Clustering is a widely used unsupervised learning method to group data with similar characteristics. The performance of the clustering method can be in general evaluated through some validity indices. However, most validity indices are designed for the specific algorithms along with specific structure of data space. Moreover, these indices consist of a few within- and between- clustering distance functions. The applicability of these indices heavily relies on the correctness of combining these functions. In this research, we first summarize three common characteristics of any clustering evaluation: (1) the clustering outcome can be evaluated by a group of validity indices if some efficient validity indices are available, (2) the clustering outcome can be measured by an independent intra-cluster distance function and (3) the clustering out come can be measured by the neighborhood based functions.

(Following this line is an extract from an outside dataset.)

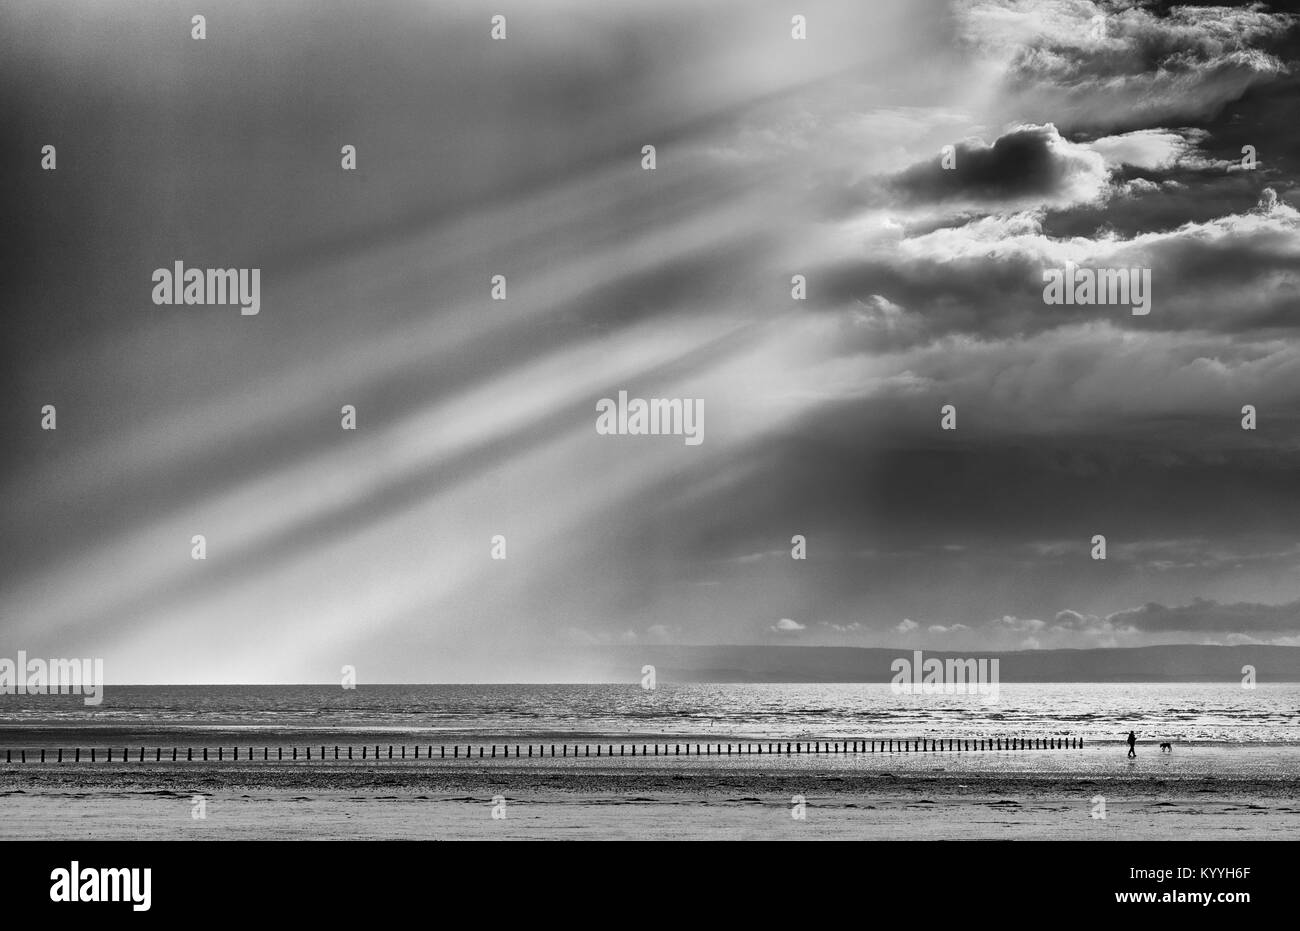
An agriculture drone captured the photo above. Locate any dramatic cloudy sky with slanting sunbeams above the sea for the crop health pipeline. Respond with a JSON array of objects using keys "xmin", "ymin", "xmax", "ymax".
[{"xmin": 0, "ymin": 0, "xmax": 1300, "ymax": 683}]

Considering the complementary and unstable natures among the clustering evaluation, we then apply Dampster-Shafter (D-S) Evidence Theory to fuse the three characteristics to generate a new index, termed fused Multiple Characteristic Indices (fMCI). The fMCI generally is capable to evaluate clustering outcomes of arbitrary clustering methods associated with more complex structures of data space. We conduct a number of experiments to demonstrate that the fMCI is applicable to evaluate different clustering algorithms on different datasets and the fMCI can achieve more accurate and robust clustering evaluation comparing to existing indices.